O Tribunal de Contas do Estado de Mato Grosso do Sul (TCE/MS), aprovou esta quarta-feira (20), Pedido de Averiguação Prévia da contratação emergencial de empresa especializada no fornecimento de combustível, realizada pela prefeitura de Campo Grande, o que aponta possível violação às disposições contidas na Lei 8.666/93 e ainda a suplementação ou remanejamento de verbas por parte da prefeitura sem a devida autorização legislativa.
Diante da aprovação pelos conselheiros, será realizada inspeção especial no órgão, onde os técnicos do Tribunal irão apurar os atos do executivo municipal através dos documentos, comprovando a veracidade ou não dos fatos, também objeto de denúncia feita pela imprensa.

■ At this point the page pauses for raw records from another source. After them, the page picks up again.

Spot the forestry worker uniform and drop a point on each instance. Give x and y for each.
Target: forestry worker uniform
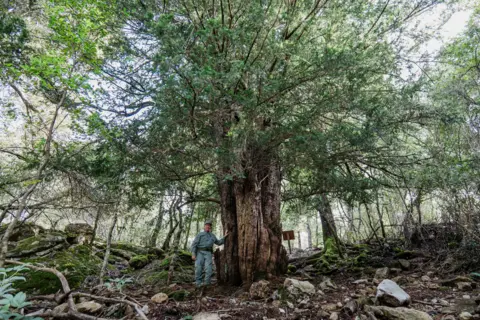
(202, 249)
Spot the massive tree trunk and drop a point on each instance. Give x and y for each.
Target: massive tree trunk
(309, 235)
(251, 214)
(107, 250)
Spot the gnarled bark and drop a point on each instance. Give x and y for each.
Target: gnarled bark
(251, 214)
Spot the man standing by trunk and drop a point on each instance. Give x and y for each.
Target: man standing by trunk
(202, 250)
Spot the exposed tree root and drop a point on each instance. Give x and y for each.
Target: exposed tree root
(73, 313)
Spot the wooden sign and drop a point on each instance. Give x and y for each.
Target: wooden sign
(288, 235)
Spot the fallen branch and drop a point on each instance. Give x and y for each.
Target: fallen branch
(73, 312)
(104, 299)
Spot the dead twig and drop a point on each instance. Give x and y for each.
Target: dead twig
(73, 312)
(104, 299)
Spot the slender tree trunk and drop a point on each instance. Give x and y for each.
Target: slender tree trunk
(176, 245)
(329, 230)
(190, 219)
(173, 226)
(417, 203)
(23, 199)
(309, 235)
(95, 225)
(107, 250)
(370, 223)
(11, 226)
(380, 218)
(251, 215)
(158, 225)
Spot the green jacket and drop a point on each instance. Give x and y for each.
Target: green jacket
(205, 240)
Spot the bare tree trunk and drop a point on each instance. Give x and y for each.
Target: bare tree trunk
(380, 218)
(107, 250)
(95, 225)
(11, 225)
(176, 245)
(251, 215)
(190, 219)
(329, 229)
(309, 235)
(417, 203)
(33, 186)
(158, 225)
(173, 227)
(370, 223)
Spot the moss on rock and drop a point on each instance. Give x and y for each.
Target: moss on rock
(76, 263)
(140, 261)
(179, 295)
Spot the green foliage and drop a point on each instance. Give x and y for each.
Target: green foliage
(118, 283)
(77, 263)
(14, 36)
(11, 304)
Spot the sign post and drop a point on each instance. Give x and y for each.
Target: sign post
(289, 235)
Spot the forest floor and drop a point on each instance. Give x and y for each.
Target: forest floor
(427, 290)
(344, 294)
(433, 283)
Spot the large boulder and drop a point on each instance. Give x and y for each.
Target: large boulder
(79, 233)
(22, 231)
(38, 246)
(206, 316)
(401, 313)
(382, 273)
(79, 228)
(160, 298)
(297, 287)
(259, 290)
(389, 293)
(89, 307)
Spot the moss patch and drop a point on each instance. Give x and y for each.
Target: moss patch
(140, 261)
(179, 295)
(76, 264)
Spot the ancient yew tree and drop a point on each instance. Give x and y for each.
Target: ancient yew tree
(239, 91)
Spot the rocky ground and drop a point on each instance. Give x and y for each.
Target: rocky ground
(368, 281)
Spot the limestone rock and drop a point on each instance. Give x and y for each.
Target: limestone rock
(360, 281)
(404, 264)
(296, 287)
(382, 273)
(399, 313)
(465, 316)
(322, 314)
(329, 307)
(160, 297)
(452, 281)
(90, 307)
(350, 307)
(37, 244)
(206, 316)
(327, 284)
(79, 233)
(464, 286)
(62, 308)
(79, 228)
(389, 293)
(334, 316)
(259, 290)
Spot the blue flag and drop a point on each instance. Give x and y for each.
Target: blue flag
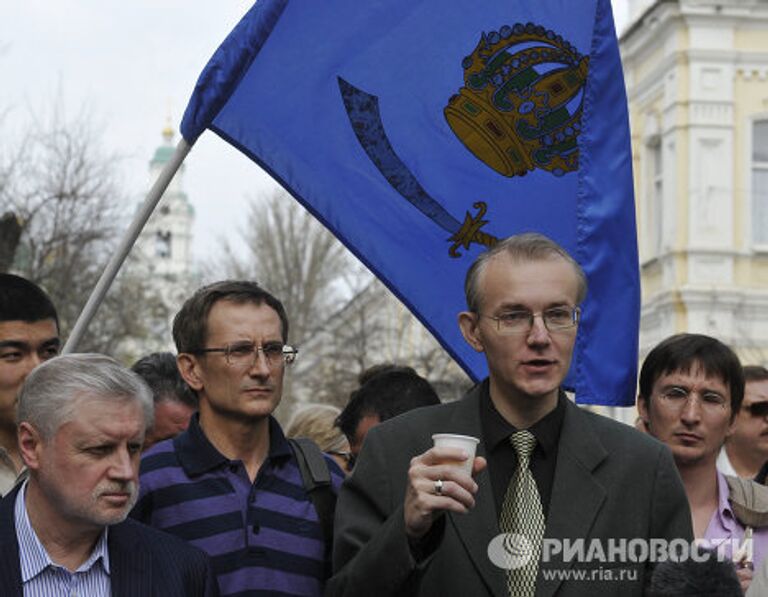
(421, 131)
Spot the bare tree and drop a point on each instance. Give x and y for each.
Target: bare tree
(62, 190)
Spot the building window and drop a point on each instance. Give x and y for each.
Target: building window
(163, 244)
(654, 196)
(760, 182)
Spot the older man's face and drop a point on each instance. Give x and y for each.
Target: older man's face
(532, 364)
(88, 471)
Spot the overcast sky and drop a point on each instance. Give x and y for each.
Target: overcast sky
(128, 64)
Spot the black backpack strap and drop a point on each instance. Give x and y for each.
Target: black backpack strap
(317, 481)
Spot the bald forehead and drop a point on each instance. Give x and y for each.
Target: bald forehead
(504, 262)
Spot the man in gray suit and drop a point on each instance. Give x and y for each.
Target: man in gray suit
(410, 523)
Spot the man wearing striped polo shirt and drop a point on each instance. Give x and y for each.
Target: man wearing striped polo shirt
(230, 484)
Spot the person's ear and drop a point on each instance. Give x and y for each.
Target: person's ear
(30, 445)
(189, 369)
(642, 409)
(468, 323)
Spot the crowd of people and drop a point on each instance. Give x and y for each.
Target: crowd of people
(173, 477)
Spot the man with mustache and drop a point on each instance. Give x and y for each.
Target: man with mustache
(691, 387)
(63, 531)
(231, 483)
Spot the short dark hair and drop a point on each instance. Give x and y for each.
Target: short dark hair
(380, 368)
(681, 352)
(755, 373)
(22, 300)
(386, 394)
(160, 373)
(190, 326)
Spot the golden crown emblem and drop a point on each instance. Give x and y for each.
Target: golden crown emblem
(521, 104)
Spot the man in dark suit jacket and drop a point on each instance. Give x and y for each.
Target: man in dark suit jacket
(410, 523)
(82, 420)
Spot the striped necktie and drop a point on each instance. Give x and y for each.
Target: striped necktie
(522, 518)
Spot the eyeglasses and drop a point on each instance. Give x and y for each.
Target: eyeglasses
(520, 321)
(244, 354)
(676, 398)
(757, 409)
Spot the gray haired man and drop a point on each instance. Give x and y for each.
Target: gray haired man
(81, 424)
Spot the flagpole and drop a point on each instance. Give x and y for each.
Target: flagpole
(124, 248)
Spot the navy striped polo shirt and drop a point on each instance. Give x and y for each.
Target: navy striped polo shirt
(264, 538)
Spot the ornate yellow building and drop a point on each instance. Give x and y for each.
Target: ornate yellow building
(696, 73)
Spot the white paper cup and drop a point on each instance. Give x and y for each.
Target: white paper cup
(463, 442)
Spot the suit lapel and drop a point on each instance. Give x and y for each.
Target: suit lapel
(478, 526)
(10, 568)
(129, 563)
(576, 495)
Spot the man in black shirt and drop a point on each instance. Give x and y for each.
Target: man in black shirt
(409, 522)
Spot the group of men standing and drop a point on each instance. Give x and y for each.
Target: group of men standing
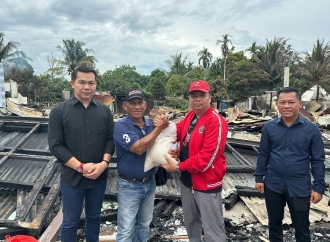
(83, 137)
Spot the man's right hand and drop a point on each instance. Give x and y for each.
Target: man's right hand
(161, 122)
(260, 186)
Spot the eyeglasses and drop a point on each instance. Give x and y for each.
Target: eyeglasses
(133, 104)
(83, 83)
(196, 96)
(192, 125)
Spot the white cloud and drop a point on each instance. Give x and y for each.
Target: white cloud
(145, 33)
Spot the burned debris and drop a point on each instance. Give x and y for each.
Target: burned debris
(29, 180)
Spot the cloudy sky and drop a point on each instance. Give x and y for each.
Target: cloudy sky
(145, 33)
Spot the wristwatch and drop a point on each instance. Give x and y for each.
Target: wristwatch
(80, 167)
(177, 168)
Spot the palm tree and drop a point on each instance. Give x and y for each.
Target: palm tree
(273, 57)
(253, 50)
(75, 55)
(224, 50)
(316, 66)
(9, 53)
(205, 57)
(177, 64)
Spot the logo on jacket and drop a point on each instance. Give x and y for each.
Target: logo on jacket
(201, 129)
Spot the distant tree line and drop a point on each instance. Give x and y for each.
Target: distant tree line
(234, 75)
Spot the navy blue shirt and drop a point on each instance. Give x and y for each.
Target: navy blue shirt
(126, 133)
(286, 156)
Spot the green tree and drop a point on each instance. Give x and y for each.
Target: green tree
(115, 83)
(158, 90)
(247, 79)
(126, 76)
(315, 68)
(10, 56)
(178, 64)
(205, 57)
(273, 57)
(174, 86)
(224, 47)
(74, 55)
(216, 69)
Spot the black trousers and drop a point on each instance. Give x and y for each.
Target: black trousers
(299, 211)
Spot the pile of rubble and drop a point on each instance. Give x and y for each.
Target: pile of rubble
(168, 226)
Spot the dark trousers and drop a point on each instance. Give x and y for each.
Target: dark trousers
(72, 205)
(299, 211)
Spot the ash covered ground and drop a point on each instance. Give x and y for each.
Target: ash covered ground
(169, 227)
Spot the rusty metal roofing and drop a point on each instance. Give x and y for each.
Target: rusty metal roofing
(29, 175)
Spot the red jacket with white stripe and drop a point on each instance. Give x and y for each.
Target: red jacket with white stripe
(207, 161)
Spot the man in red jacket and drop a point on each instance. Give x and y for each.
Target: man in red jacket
(202, 135)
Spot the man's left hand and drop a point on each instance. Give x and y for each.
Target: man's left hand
(96, 170)
(316, 197)
(170, 165)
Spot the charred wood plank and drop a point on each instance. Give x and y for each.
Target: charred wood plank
(27, 151)
(231, 201)
(250, 193)
(21, 186)
(168, 210)
(158, 209)
(238, 156)
(19, 143)
(24, 210)
(11, 232)
(243, 168)
(36, 225)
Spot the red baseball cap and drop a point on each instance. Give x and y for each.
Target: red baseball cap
(199, 85)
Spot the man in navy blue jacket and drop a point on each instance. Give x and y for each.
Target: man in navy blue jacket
(290, 149)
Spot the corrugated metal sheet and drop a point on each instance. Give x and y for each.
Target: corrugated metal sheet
(25, 158)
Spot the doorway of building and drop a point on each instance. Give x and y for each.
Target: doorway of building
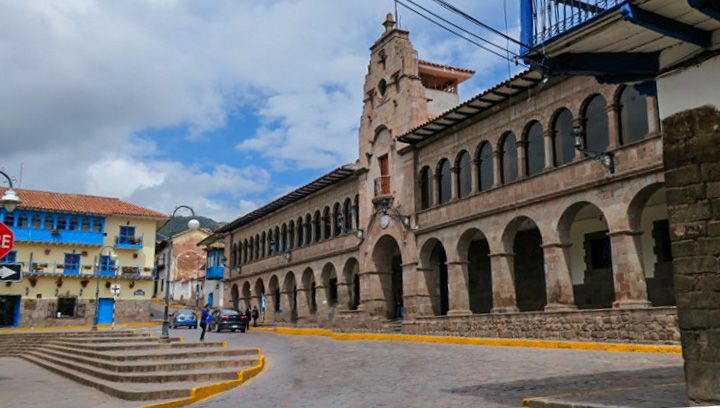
(9, 310)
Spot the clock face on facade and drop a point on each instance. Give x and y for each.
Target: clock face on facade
(384, 221)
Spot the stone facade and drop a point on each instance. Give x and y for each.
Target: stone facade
(41, 313)
(693, 180)
(493, 221)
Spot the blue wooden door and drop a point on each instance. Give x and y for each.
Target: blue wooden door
(105, 310)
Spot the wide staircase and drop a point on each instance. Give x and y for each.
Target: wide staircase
(128, 364)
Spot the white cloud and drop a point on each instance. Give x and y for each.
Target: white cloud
(83, 78)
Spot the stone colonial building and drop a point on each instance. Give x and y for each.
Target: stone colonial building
(476, 218)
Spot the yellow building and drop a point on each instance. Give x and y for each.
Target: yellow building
(69, 246)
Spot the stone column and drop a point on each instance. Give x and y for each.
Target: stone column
(454, 183)
(497, 168)
(548, 143)
(503, 283)
(653, 115)
(458, 288)
(628, 275)
(474, 179)
(613, 126)
(522, 154)
(558, 282)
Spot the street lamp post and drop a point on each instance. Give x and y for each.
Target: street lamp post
(10, 199)
(113, 257)
(193, 224)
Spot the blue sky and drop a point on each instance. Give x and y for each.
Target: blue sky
(220, 107)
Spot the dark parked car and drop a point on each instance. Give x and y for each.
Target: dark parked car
(182, 318)
(227, 319)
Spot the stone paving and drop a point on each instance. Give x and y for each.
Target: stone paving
(307, 371)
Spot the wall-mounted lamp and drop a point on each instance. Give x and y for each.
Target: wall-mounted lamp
(607, 159)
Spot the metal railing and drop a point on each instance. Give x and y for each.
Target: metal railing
(554, 17)
(382, 186)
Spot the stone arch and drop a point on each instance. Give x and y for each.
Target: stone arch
(309, 286)
(260, 293)
(594, 119)
(235, 296)
(463, 181)
(426, 187)
(351, 276)
(329, 281)
(485, 166)
(433, 261)
(387, 261)
(290, 289)
(444, 181)
(534, 145)
(275, 295)
(587, 252)
(508, 158)
(523, 240)
(648, 219)
(473, 249)
(247, 294)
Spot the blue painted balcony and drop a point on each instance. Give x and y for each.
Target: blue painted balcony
(58, 236)
(214, 273)
(126, 242)
(544, 20)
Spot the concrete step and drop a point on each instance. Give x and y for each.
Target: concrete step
(126, 391)
(194, 376)
(133, 345)
(155, 355)
(178, 363)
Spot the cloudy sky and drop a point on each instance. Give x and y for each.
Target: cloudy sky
(219, 105)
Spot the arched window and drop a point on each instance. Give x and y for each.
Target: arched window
(444, 181)
(338, 220)
(508, 158)
(347, 211)
(486, 178)
(291, 235)
(633, 115)
(464, 174)
(308, 229)
(596, 124)
(563, 143)
(301, 232)
(316, 225)
(425, 187)
(534, 149)
(327, 232)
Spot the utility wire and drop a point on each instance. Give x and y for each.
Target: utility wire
(457, 33)
(472, 19)
(503, 49)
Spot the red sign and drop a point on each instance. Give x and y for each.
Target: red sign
(7, 240)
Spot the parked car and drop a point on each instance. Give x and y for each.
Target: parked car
(184, 317)
(227, 319)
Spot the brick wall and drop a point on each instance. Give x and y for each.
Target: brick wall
(692, 160)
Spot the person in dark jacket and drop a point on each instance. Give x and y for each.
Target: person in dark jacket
(205, 319)
(248, 317)
(255, 315)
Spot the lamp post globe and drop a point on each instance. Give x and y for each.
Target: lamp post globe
(193, 224)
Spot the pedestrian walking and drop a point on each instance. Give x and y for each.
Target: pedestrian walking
(205, 319)
(248, 316)
(255, 315)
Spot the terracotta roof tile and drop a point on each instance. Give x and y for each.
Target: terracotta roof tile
(80, 204)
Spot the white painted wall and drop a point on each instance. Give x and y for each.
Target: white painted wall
(689, 88)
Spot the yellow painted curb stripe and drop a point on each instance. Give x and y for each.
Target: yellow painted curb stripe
(478, 341)
(207, 391)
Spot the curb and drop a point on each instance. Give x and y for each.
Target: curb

Durante a leitura do Pedido de Averiguação Prévia, a conselheira Marisa Serrano informou que expediente neste sentido foi encaminhado pelo presidente do Poder Legislativo Municipal de Campo Grande, Mario Cesar, a pedido do vereador Eduardo Romero. O Plenário da Câmara aprovou requerimento em que solicita ao Executivo, cópia na íntegra do Processo Administrativo nº 1.902/2013 que culminou no contrato nº 11/2013. Por sua vez, a Assessoria Jurídica da Presidência encaminhou o pedido de averiguação ao conselheiro Waldir Neves Barbosa por se tratar de Órgão sob sua relatoria. A conselheira Marisa Serrano fez a leitura do Pedido pelo fato de o conselheiro Waldir Neves estar em viagem a serviço do TCE/MS.
De acordo com o presidente da Câmara de Vereadores a finalidade do requerimento foi obter informações quanto aos critérios adotados para a escolha do fornecedor, contratado de forma emergencial. Ao final pede as necessárias providências por parte da Corte de Contas. A proposição destaca que o mesmo assunto foi destaque de matéria jornalística veiculada pelo Jornal Correio do Estado (edição de 16 de março de 2013), apontando indícios de irregularidades na aquisição de combustível a qual se processou sem o devido procedimento Iicitatório.
A mencionada matéria jornalística aponta indícios de irregularidades na contração de empresa especializada no fornecimento de combustível (gasolina), realizada pelo Poder Executivo. De acordo com o Jornal, “a licitação do combustível foi feita em caráter emergencial, sem licitação. Segundo publicação no Diário Oficial de Campo Grande, a prefeitura vai pagar R$ 855 mil ao Posto Emanuele, que deve abastecer os carros da prefeitura por 180 dias”.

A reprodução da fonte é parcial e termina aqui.